Bism-illah irahman nirahim

In the name of Allah, the beneficent and most merciful

Ramadan: the time of prayer, reflection and divine forgiveness.

This month is a mirror that shows us the reflection of how we should be living compared to how we actually do. Men are resolved to keeping beards and many women go through virtual makeovers as the make-up kits, hair dryers and so-called ‘fashionable’ clothes take a well earned break. The hijab is taken out of the closet, the cobwebs are shaken of it and it is this humble cloth that is the flavour of the month until the next Ramadan comes around.

When I was going to university, I had a friend whom like so many of us British Muslims liked to dress in western clothing and at one of our oft held aftaris, claimed quite boastfully that during Ramadan, she went to her lectures without makeup and she always covered her legs. Well sister, I want to ask you and so many more of you out there that why are those legs on display in the first place?  Ramadan is not similar to the Christian month of Lent in which Christians sacrifice one of their pleasures such as chocolate for a period of forty days to seek the pleasure of God and to show him what a grand gesture and sacrifice this is. We can not “mark” this holy month by donning the mask of virtue with these hopeless hoaxes. Islam demands that we seek the pleasure of Allah (swt) by praying five times of a day the whole year round not just during this holy month. Our great religion asks that its faithful shows gestures and sacrifices every day of the year, which do not have to be grand but the day that any girl decides that her jeans or skirt is too revealing and that skirt, no matter how coveted is thrown to the scarp heap, that young lady will have made the gesture that truly pleases Allah (swt).

It is very amusing to see how during this wonderful month, all the pop stars churn out Hamds and Naats - religious poetry, and all the sleeveless shirts of the Pakistani actresses give way to scarves, even if they are arranged in such a way as to not to ruin the carefully made up hair styles. The Asian television channels as a whole have a resounding “Allah Hoo” to it. However once the month is over, the “Allah Hoo” turns into “I love you” and Muslims as a whole jump back onto the bandwagon of love triangles and over exposure.
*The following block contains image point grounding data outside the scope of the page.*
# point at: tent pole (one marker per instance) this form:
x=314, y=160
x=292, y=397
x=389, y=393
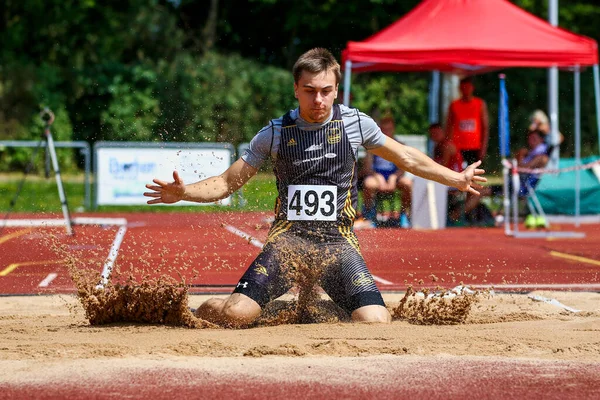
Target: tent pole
x=347, y=73
x=577, y=90
x=553, y=93
x=434, y=96
x=597, y=96
x=553, y=111
x=434, y=105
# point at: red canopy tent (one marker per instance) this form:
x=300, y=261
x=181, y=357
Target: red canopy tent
x=469, y=36
x=475, y=36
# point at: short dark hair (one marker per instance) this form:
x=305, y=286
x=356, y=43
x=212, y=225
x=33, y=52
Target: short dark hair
x=315, y=61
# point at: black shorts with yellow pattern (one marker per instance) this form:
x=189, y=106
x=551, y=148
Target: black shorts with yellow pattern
x=305, y=254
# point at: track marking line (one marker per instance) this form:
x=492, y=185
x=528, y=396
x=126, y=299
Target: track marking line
x=260, y=245
x=12, y=267
x=47, y=280
x=13, y=235
x=575, y=258
x=554, y=302
x=253, y=241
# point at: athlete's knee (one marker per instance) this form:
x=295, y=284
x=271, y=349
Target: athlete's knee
x=211, y=309
x=240, y=310
x=372, y=313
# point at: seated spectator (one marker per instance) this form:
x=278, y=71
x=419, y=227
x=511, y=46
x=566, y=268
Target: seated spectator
x=536, y=156
x=538, y=121
x=382, y=176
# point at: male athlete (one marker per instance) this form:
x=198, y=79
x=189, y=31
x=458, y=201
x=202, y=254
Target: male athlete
x=314, y=150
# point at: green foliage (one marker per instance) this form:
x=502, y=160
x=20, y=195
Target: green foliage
x=402, y=95
x=139, y=69
x=219, y=98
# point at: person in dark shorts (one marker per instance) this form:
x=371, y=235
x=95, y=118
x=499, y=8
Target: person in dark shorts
x=314, y=153
x=468, y=123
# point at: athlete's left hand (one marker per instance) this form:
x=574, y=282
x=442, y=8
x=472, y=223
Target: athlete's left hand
x=471, y=176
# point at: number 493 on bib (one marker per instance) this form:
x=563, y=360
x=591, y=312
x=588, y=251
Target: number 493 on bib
x=312, y=203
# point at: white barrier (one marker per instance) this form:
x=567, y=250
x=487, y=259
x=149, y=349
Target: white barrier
x=124, y=168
Why this hypocrisy?

We may not be able to change what is on our television sets but we can change what is within. Why can’t that beard or hijab stay in place? We know what is right because we instinctively follow it during Ramadan – the diligent reading of Salaat, the utterances of the Qur’an, the simplicity of dress, the lack of showmanship, so why after the Eid festival is there a feeling that the ‘difficult’ or ‘religious’ time is over, and we can go back to how we were. I am not saying that makeup or looking nice is wrong, as Islam is based on hygiene and cleanliness but there is no place for exposure of the skin or hair. We make an effort during Ramadan but turn back to the tight jeans and revealing clothes. Even the scarf - dupatta if used correctly is fashionable and modest, but sadly spends most of its time thrown over the shoulders to hide precisely- nothing.

It could and should be so different. Islam is the most modern of religions giving women unprecedented rights but it does not give women the right to flaunt themselves unnecessarily. Looking good and fashionable is one thing, which can have a place within the Muslim lifestyle but following the wrong fashion which exposes oneself in the incorrect way should be outlawed- Ramadan and beyond. We should follow a lifestyle regardless of the date and month. It is true that some days are holier than others and one makes a special effort to pray more during those days. Prayer can be increased but virtue and modesty should remain the same. There should be no need to cosmetically improve ones modesty or dress to mark certain days- that should be our lifestyle not merely a symbol.

Ramadan is a month of prayer, reflection and divine forgiveness- it is not the time for makeovers and false pretences.